A Computable General Equilibrium Analysis for Haiti
Summary — This technical note presents a computable general equilibrium (CGE) model for Haiti. It analyzes various scenarios related to policy changes and exogenous conditions to assess vulnerabilities and opportunities for Haiti, covering the period 2013-2030.
Key Findings
- The model integrates the impact of public capital investment in infrastructure on sectoral productivity.
- It models worker migration between rural/informal and urban/formal sectors.
- It considers the consequences of government spending in qualified and non-qualified labor.
- It analyzes alternative financing options for the central government.

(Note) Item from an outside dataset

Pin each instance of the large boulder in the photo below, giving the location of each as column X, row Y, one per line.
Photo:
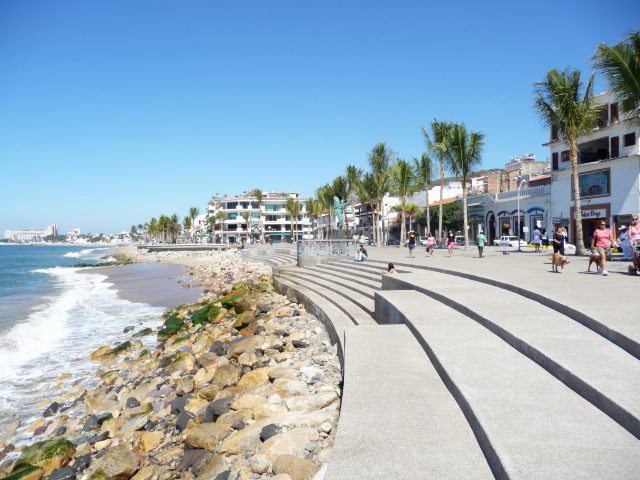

- The model is calibrated to a FY 2013 Social Accounting Matrix (SAM) for Haiti.
Full Description
This document presents a computable general equilibrium (CGE) model designed for medium- to long-run development strategy analysis in Haiti. The analysis considers various scenarios related to changes in policies and exogenous conditions to assess vulnerabilities and opportunities. The analytical work included analysis of Haiti’s economic and social trajectories since the 1960s, growth diagnostics methods, and techniques for discovering development gaps and key drivers of productivity. The CGE model results are passed on to a microsimulation model that relies on household survey data to assess effects on poverty and inequality. The simulations cover the period FY 2013-2030 and address counterfactual scenarios related to government and institutional capacity, production and productive sectors, human development, and macroeconomic shocks.